How exactly do you think Google Translate, translates things? How it knows what words to use, especially for idioms?

> Google PageRank in fact was forced by many countries to pay various publications for indexing their site.

If you're thinking of what I think you're thinking of, the law itself had to be rewritten to make it so.

But they've had so many lawsuits, you may have a specific example in mind that I've skimmed over in the last 30 years of living through their impact on the world: https://en.wikipedia.org/wiki/Google_litigation#Intellectual...

Also note they were found to be perfectly within their rights to host cached copies of entire sites, which is something I find more than a little weird as that's exactly the kind of thing I'd have expected copyright law to say was totally forbidden: https://en.wikipedia.org/wiki/Field_v._Google,_Inc.
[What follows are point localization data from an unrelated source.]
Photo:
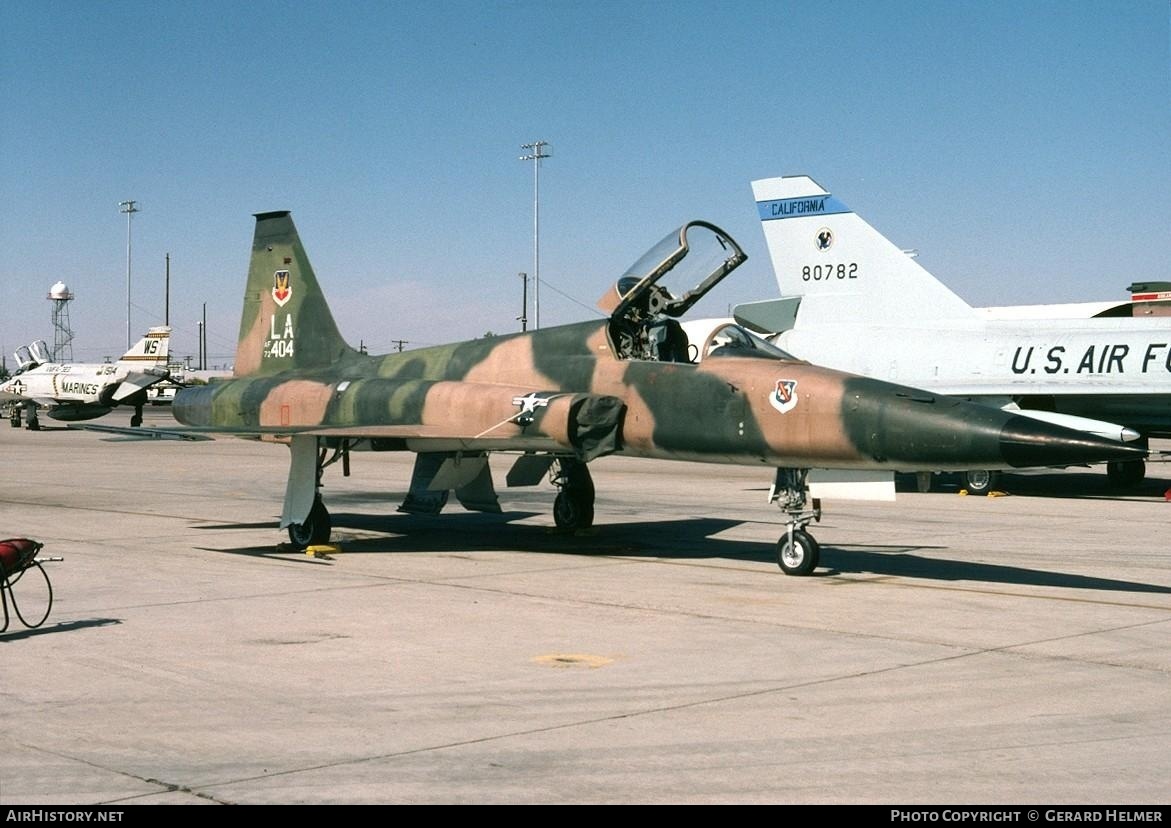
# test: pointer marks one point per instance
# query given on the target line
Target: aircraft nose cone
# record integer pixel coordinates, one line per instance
(1028, 443)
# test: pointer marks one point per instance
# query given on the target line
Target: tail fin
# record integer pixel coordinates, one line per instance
(152, 349)
(841, 266)
(286, 321)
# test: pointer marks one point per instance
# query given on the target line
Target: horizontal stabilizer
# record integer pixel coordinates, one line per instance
(840, 265)
(138, 381)
(839, 484)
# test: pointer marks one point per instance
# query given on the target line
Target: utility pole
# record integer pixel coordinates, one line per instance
(536, 151)
(524, 302)
(129, 209)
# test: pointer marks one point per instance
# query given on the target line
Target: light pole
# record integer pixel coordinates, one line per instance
(536, 151)
(129, 209)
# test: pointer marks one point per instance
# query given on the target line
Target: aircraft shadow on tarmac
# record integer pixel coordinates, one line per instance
(64, 627)
(679, 540)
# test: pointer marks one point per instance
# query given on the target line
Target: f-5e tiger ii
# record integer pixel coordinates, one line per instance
(630, 384)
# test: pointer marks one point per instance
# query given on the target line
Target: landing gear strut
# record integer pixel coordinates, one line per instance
(574, 506)
(796, 552)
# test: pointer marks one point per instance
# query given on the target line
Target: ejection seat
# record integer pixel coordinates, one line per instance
(18, 556)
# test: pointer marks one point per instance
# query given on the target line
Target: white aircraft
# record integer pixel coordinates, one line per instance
(854, 301)
(73, 391)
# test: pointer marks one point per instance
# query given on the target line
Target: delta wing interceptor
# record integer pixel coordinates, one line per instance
(72, 391)
(1103, 368)
(560, 397)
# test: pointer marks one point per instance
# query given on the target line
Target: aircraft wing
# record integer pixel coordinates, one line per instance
(138, 381)
(142, 432)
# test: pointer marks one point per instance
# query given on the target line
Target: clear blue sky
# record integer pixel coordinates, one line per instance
(1024, 148)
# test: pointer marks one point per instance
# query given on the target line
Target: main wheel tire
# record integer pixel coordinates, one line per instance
(799, 558)
(573, 511)
(315, 529)
(1125, 473)
(980, 481)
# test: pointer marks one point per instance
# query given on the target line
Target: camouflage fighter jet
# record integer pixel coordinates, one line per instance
(73, 391)
(559, 397)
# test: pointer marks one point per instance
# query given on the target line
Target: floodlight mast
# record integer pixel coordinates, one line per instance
(536, 151)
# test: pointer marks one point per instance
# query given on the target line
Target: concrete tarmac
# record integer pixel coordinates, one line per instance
(949, 650)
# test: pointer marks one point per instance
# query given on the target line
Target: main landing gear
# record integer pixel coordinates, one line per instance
(574, 505)
(796, 552)
(16, 409)
(316, 527)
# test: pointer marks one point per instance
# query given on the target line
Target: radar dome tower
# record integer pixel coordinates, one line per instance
(62, 334)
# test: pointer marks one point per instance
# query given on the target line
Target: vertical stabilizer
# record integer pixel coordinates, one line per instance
(286, 322)
(843, 268)
(152, 349)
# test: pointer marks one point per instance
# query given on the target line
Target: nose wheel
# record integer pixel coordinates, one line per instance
(796, 552)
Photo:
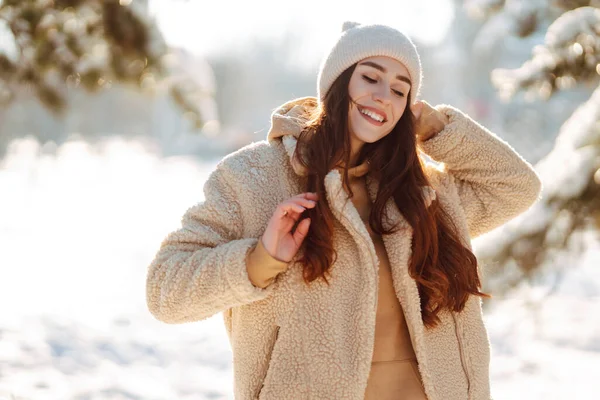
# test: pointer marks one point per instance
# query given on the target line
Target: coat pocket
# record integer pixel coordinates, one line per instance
(463, 360)
(269, 355)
> And they had a much stronger case to defend because indexing was not taking away users from the publisher but helping them find the publisher. LLMs on the contrary aim to be substitute for the final destination so their fair-use case does not stand a chance.

Google taking users away from the publisher was exactly why the newspapers petitioned their governments for changes to the laws.

> In Fact just last week Anthropic Settled for 1.5B for books it has scrapped.

  In his June ruling, Judge Alsup agreed with Anthropic's argument, stating the company's use of books by the plaintiffs to train their AI model was acceptable.

  "The training use was a fair use," he wrote. "The use of the books at issue to train Claude and its precursors was exceedingly transformative."

  However, the judge ruled that Anthropic's use of millions of pirated books to build its models – books that websites such as Library Genesis (LibGen) and Pirate Library Mirror (PiLiMi) copied without getting the authors' consent or giving them compensation – was not. He ordered this part of the case to go to trial. "We will have a trial on the pirated copies used to create Anthropic's central library and the resulting damages, actual or statutory (including for willfulness)," the judge wrote in the conclusion to his ruling. Last week, the parties announced they had reached a settlement.